A placement in my first degree in civil engineering. My second job was working at van building LDV as part of my masters in environmental management. In 2000, I was headhunted by South Staffordshire Water to be environmental manager.
What does your current role involve?
Supporting companies in the utility and rail contracting industry to achieve their corporate certifications and accreditations. This involves auditing, training, and risk reviews. I also do mentoring and development, and teach NEBOSH environment certificate courses.
How has your role progressed?
ISO has become less dominant to the various industry schemes, but all are based on the same model.
What’s the best part of your work?
Seeing companies go through their three-year maturity development
cycles and helping people to achieve their objectives, whether individual
What’s the hardest part of your job?
Convincing operations directors that they cannot tolerate poor vehicle driving performance by their employees just because they are the hardest workers.
What was the last development event you attended?
IEMA ISO 14001 Transition Consultation.
What did you bring back to your job?
Deeper understanding of ISO 14001 requirements.
What are the most important skill(s) for your job?
Being knowledgeable, having great attention to detail, and being friendly and supportive in delivery.
Where do you see the profession going?
With all the current focus on environment issues following increased media attention due to David Attenborough, Extinction Rebellion protests, Greta Thunberg petitioning on climate change, and increased awareness of local air quality issues, I am awaiting to see if interest in environmental issues increases among buyers and contractors.
Where would you like to be in five years’ time?
I love providing training, mentoring (and talking!), so delivery of more training while supported by extra consultants (I currently employ two) delivering in the field.
What advice would you give to someone entering the profession?
Ensure that your communication skills are good and that you are able to talk confidently to all levels of the business – workers, supervisors, managers and directors. People learn through stories.
How do you use the IEMA Skills Map?
At Fellow level, I mentor people interested in environmental issues. I am a Full Member Mentor and Fellow Assessor, and I use the IEMA Skills Map to guide people along their journey.

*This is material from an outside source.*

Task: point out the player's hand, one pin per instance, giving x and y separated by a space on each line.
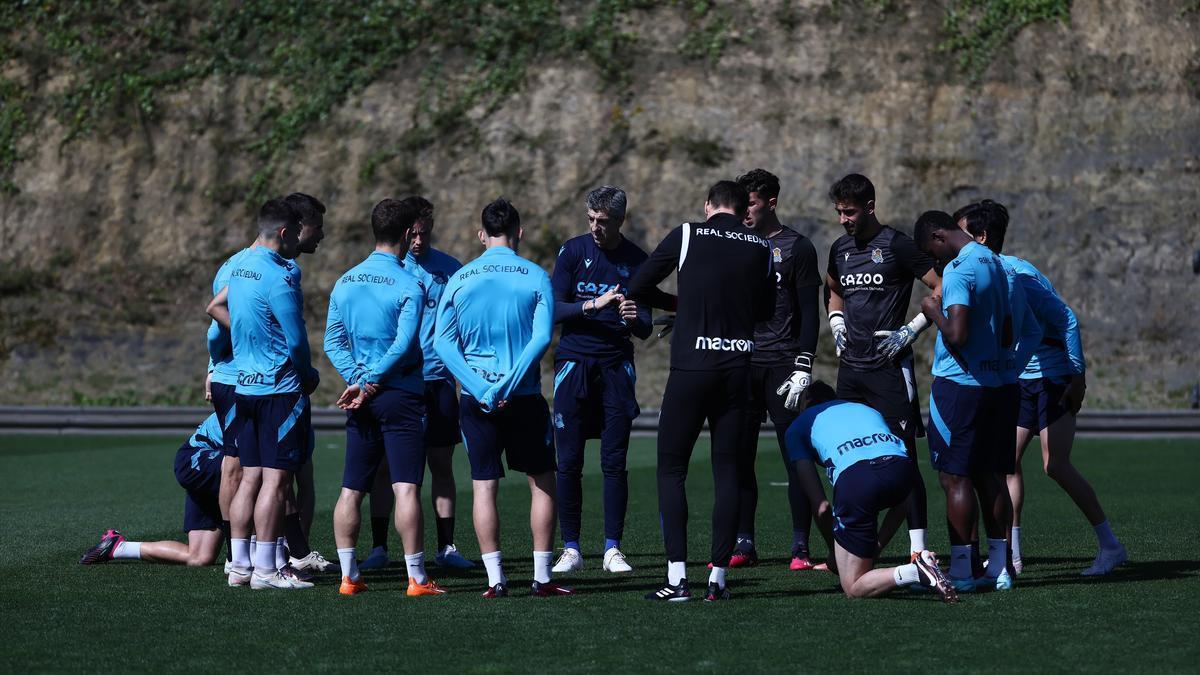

If you had to describe yourself in three words, what would they be?
Energetic Peter Pan!
What motivates you?
Achieving positive outcomes. In environmental management you know you are delivering a moral and ethical service to the benefit of all.
What would be your personal motto?
Same as scouting: do your best, do your duty.
Greatest risk you have ever taken?
I could say the outdoor pursuits I do, but being honest: he first year of running my own business (2005), or the first year as Group Scout Leader (2012) – they were the hardest years of my life.
If you could go back in history, who would you like to meet?
James Lovelock (still alive at the age of 100), best known for proposing the
Gaia hypothesis, which postulates that the Earth functions as a self-regulating system.